No one says “teamwork makes the dream work” in “Hero Mode,” but that maxim’s corny sentiment nonetheless aptly applies to A.J. Tesler’s video game-themed teen comedy, which follows a formula that dates back to at least the era of the Super Nintendo and Sega Genesis. A lively saga about a young coding wizard who’s charged with saving his family’s gaming business, this celebration of old- and new-school creativity doesn’t break novel ground in any respect. Fortunately, though, its good humor, spry pacing and likable performances should appeal to its pre-high-school target audience when it debuts in theaters on June 4 and on VOD on June 11.
After getting himself suspended from school for hacking the college board’s database — a crime that’s hardly condemnable, since he did it to selflessly nab the student body new computers — Troy (Chris Carpenter) gets a shot at working for multiple sclerosis-stricken mom Kate’s (Mira Sorvino) Playfield Games, a company she founded with her late husband (Bret Harrison). It’s an ideal gig for wunderkind Troy, although it turns sour rather quickly, since Playfield Games is on the verge of collapse, forcing mom to agree to sell to corporate-behemoth rival Xodus Games if her staff can’t come up with a hit title to premiere at the upcoming Pixelcon convention.

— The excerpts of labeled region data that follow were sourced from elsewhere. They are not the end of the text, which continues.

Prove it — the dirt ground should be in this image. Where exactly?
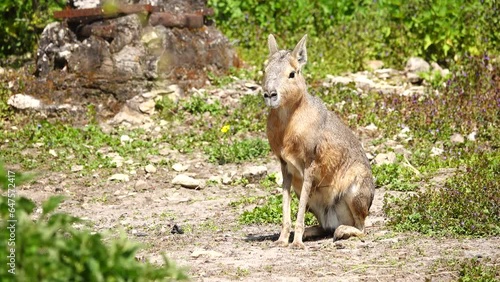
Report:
[19,139,500,281]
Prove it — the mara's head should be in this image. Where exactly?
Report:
[262,34,307,109]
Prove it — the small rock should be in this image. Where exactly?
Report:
[7,94,42,110]
[326,74,354,85]
[49,149,57,157]
[243,165,267,181]
[405,57,431,84]
[172,174,201,189]
[405,57,431,73]
[167,84,184,103]
[170,224,184,234]
[144,164,157,173]
[467,131,477,141]
[191,250,224,258]
[375,152,396,165]
[354,75,375,90]
[450,133,465,143]
[172,163,189,172]
[110,155,124,167]
[108,173,130,182]
[222,171,236,185]
[71,165,83,172]
[365,123,378,131]
[120,135,132,143]
[134,179,148,191]
[139,100,156,115]
[365,60,384,70]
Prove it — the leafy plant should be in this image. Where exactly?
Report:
[205,138,270,164]
[458,258,500,282]
[372,163,419,191]
[384,153,500,236]
[0,164,187,281]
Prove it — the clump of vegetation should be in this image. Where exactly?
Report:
[458,258,500,282]
[209,0,500,76]
[205,138,270,164]
[239,195,318,226]
[372,163,419,191]
[157,95,270,164]
[0,164,187,281]
[430,258,500,282]
[384,153,500,237]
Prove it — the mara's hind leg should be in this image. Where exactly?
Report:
[333,177,374,241]
[304,225,332,240]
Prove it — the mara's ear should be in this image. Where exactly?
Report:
[267,34,278,56]
[292,34,307,67]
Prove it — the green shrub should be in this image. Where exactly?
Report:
[372,163,419,191]
[384,152,500,236]
[205,138,270,164]
[0,164,187,281]
[458,258,500,282]
[209,0,500,74]
[0,0,66,58]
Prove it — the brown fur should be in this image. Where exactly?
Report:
[263,35,375,247]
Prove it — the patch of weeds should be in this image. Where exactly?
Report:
[229,197,263,208]
[206,179,219,187]
[384,152,500,237]
[205,138,270,164]
[236,266,250,278]
[239,195,318,226]
[458,259,500,282]
[181,95,226,115]
[372,158,419,191]
[199,220,220,231]
[231,177,250,186]
[418,70,451,89]
[0,87,13,120]
[429,258,500,282]
[260,173,278,190]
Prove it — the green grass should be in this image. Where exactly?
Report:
[429,257,500,282]
[384,153,500,237]
[239,195,318,226]
[372,159,420,191]
[157,95,270,164]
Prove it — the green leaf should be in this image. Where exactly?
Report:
[424,34,432,50]
[42,196,64,215]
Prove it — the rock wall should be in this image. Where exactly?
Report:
[36,0,239,88]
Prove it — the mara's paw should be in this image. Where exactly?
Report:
[273,239,288,248]
[333,225,364,242]
[290,241,306,250]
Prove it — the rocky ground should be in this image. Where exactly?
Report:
[7,62,500,281]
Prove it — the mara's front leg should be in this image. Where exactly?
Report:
[290,164,313,249]
[274,160,292,247]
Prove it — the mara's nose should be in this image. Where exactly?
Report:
[264,90,278,98]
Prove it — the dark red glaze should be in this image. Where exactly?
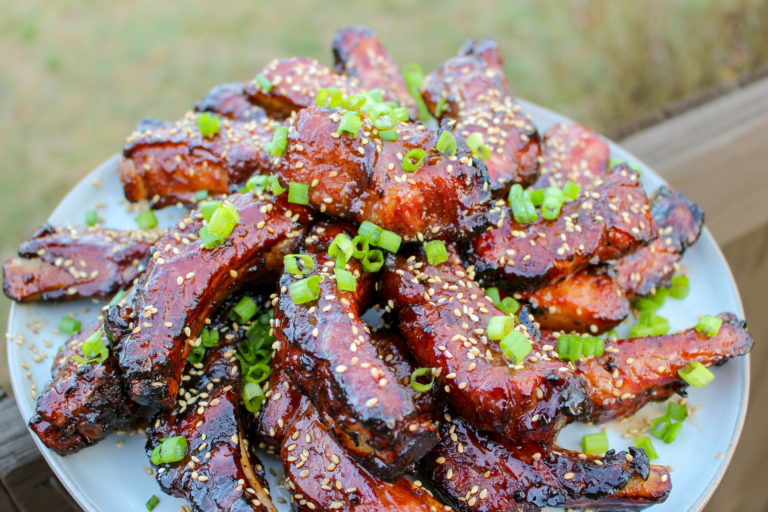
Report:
[195,82,267,121]
[467,166,655,291]
[3,225,160,302]
[119,112,278,207]
[333,27,418,118]
[29,322,137,455]
[424,419,671,512]
[534,123,611,190]
[105,193,310,408]
[277,106,491,240]
[576,313,754,422]
[381,248,589,442]
[245,57,362,119]
[422,54,540,194]
[274,226,437,481]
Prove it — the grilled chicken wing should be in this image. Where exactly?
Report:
[119,112,277,207]
[105,193,310,408]
[274,226,437,480]
[381,249,589,442]
[195,82,267,121]
[333,27,418,117]
[422,54,540,192]
[3,225,160,302]
[468,165,655,290]
[29,320,137,455]
[425,419,671,512]
[277,106,490,240]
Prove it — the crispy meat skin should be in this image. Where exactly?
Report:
[195,82,267,121]
[3,225,159,302]
[425,419,671,512]
[422,54,540,193]
[119,112,277,207]
[333,27,418,116]
[105,193,310,408]
[381,249,589,442]
[277,106,490,240]
[467,166,655,291]
[245,57,362,119]
[274,226,437,480]
[147,330,277,512]
[29,322,137,455]
[576,313,753,422]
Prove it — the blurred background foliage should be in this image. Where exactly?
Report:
[0,0,768,389]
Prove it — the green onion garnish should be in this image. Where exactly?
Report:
[136,210,157,229]
[677,361,715,388]
[411,368,435,393]
[149,436,187,466]
[581,432,608,455]
[197,112,221,137]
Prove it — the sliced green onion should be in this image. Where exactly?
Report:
[677,361,715,388]
[635,436,659,460]
[336,112,363,137]
[403,148,427,172]
[229,295,258,324]
[136,210,157,229]
[288,181,309,204]
[59,316,83,336]
[437,130,458,156]
[411,368,435,393]
[240,382,266,414]
[485,315,515,341]
[696,315,723,338]
[149,436,187,466]
[283,254,315,276]
[499,330,533,364]
[424,240,448,265]
[197,112,221,137]
[290,275,323,304]
[581,432,609,455]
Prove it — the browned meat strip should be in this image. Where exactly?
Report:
[381,248,589,442]
[195,82,267,121]
[422,54,540,193]
[105,193,309,408]
[274,226,437,480]
[3,225,160,302]
[333,27,418,118]
[119,112,277,207]
[277,106,490,240]
[425,419,671,512]
[29,320,137,455]
[468,166,655,291]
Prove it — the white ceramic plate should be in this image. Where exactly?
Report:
[8,103,749,512]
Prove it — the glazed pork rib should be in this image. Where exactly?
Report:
[274,225,437,480]
[3,225,160,302]
[105,193,310,409]
[276,106,493,240]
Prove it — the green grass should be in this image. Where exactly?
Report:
[0,0,768,387]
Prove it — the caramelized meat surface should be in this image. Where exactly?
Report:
[277,106,490,240]
[119,112,276,207]
[274,226,437,480]
[105,193,309,408]
[29,322,137,455]
[425,419,671,512]
[195,82,267,121]
[576,313,753,422]
[468,166,655,291]
[3,225,159,302]
[333,27,417,116]
[422,54,540,192]
[381,249,589,442]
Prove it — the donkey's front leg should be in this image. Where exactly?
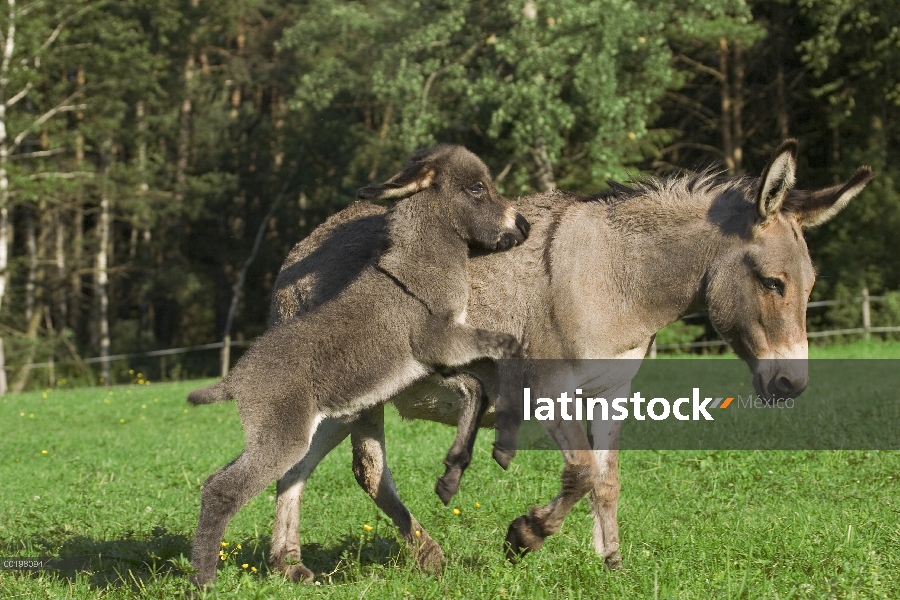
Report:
[434,373,489,506]
[269,419,350,582]
[506,421,597,562]
[591,406,631,569]
[350,405,445,573]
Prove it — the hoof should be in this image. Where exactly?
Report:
[279,564,316,583]
[434,473,459,506]
[506,515,547,563]
[492,443,516,471]
[416,538,446,575]
[269,552,315,583]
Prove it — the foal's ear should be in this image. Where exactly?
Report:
[356,162,434,200]
[756,139,797,221]
[781,167,875,227]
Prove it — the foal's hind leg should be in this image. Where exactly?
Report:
[434,373,488,505]
[191,406,314,586]
[269,419,350,582]
[350,405,444,573]
[506,421,597,561]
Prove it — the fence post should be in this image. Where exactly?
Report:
[0,338,6,396]
[863,286,872,340]
[222,335,231,377]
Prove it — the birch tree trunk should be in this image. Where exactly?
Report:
[531,138,556,192]
[25,206,37,323]
[719,38,735,175]
[731,41,746,175]
[0,0,16,394]
[95,189,110,386]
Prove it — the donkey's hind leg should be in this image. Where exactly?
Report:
[191,406,315,586]
[492,360,526,469]
[269,419,350,582]
[434,373,488,505]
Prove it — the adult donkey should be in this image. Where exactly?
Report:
[192,140,873,579]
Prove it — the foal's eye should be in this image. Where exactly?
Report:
[759,277,784,296]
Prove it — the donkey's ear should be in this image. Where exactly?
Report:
[781,167,875,227]
[356,162,434,200]
[756,139,797,221]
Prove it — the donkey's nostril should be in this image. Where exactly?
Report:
[516,214,531,238]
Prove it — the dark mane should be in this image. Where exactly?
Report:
[584,165,758,205]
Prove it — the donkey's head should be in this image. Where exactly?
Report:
[357,144,530,250]
[706,140,873,398]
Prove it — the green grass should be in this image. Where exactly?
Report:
[0,344,900,599]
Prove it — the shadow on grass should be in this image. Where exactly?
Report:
[0,527,405,591]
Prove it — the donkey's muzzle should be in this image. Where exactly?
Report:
[753,359,809,400]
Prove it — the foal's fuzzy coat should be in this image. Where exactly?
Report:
[192,146,529,585]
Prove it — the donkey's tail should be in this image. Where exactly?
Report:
[188,381,231,406]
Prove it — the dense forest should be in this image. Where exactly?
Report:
[0,0,900,390]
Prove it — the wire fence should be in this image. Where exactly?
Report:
[648,288,900,358]
[0,289,900,393]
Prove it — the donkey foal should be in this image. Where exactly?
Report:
[191,146,529,585]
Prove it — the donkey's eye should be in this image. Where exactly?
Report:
[759,277,784,296]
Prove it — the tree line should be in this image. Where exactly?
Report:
[0,0,900,390]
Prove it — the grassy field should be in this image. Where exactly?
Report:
[0,343,900,599]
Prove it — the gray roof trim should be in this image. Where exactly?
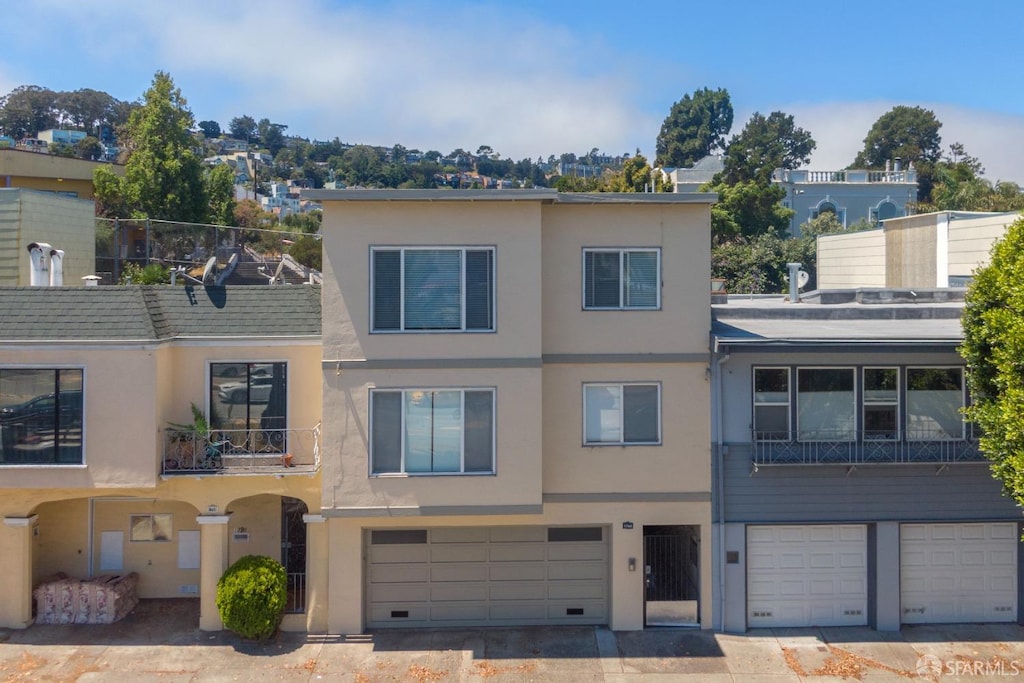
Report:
[302,188,718,204]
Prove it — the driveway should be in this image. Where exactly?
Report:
[0,600,1024,683]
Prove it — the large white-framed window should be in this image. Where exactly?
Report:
[583,382,662,445]
[861,368,900,441]
[583,248,662,310]
[906,367,965,441]
[754,368,790,441]
[370,247,495,332]
[797,368,857,441]
[0,368,85,465]
[370,388,495,475]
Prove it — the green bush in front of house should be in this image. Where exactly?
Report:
[217,555,288,640]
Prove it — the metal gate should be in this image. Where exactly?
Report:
[643,526,700,626]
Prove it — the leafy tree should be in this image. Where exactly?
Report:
[206,164,236,225]
[122,72,208,223]
[199,121,220,138]
[654,88,732,168]
[724,112,816,184]
[853,105,942,168]
[227,115,256,142]
[75,135,103,161]
[959,219,1024,505]
[0,85,57,138]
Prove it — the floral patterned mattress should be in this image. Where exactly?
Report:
[33,571,138,624]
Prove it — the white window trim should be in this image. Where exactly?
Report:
[580,247,662,310]
[369,245,498,335]
[751,366,794,441]
[367,386,498,478]
[582,382,662,449]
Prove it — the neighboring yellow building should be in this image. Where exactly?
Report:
[0,148,125,200]
[0,282,328,632]
[305,185,715,633]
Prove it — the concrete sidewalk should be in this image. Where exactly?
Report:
[0,600,1024,683]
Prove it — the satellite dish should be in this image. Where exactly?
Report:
[203,256,217,285]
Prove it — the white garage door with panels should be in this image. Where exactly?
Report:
[366,526,608,628]
[746,524,867,629]
[899,522,1018,624]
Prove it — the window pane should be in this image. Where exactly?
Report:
[466,249,495,330]
[370,391,401,474]
[754,368,790,403]
[404,249,462,330]
[584,386,623,443]
[465,391,495,472]
[797,368,854,440]
[584,251,621,308]
[374,251,401,330]
[906,368,964,440]
[623,385,658,443]
[625,252,658,308]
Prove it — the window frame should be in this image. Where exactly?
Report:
[367,386,498,478]
[581,247,662,310]
[0,364,88,469]
[751,366,794,441]
[582,381,663,449]
[369,245,498,335]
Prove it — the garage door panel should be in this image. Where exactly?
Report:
[366,527,608,627]
[900,522,1018,624]
[746,524,867,628]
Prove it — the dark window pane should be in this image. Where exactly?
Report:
[466,250,495,330]
[584,251,622,308]
[464,391,495,472]
[374,251,401,330]
[623,385,658,443]
[370,391,401,474]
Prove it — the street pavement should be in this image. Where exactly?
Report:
[0,600,1024,683]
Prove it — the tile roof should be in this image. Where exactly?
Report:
[0,285,321,342]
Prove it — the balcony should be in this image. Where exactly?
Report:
[753,430,985,466]
[161,424,321,476]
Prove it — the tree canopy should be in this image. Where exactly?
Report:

That’s a tall task, given that such success hinges on lead designer Jimmy’s (Sean Astin) jackhammer-ing game “Jack House,” which Troy quickly proves is a buggy disaster.
Despite having already sabotaged their shot at nabbing one investor, as well as getting booted out of school, Troy is handed the keys to the Playfield Games kingdom by Kate, thus sowing discord between him and the rest of the staff, which includes technical lead Laura (Mary Lynn Rajskub), CFO Lyndon (Monte Markham) and story editor Marie (Kimia Behpoornia). Luckily for the boy genius, the film contrives to provide him with aid in the form of livestreaming-crazy best friend Nick (Philip Solomon) and new-girl-in-town — and aspiring singer — Paige (Indiana Massara). Both of these cohorts are as archetypal as they come, as are the basic race-against-the-clock, little-engine-that-could dramatic mechanisms at work in Jeff Carpenter’s script, which goes through its motions with a fleetness that makes up for its predictable familiarity.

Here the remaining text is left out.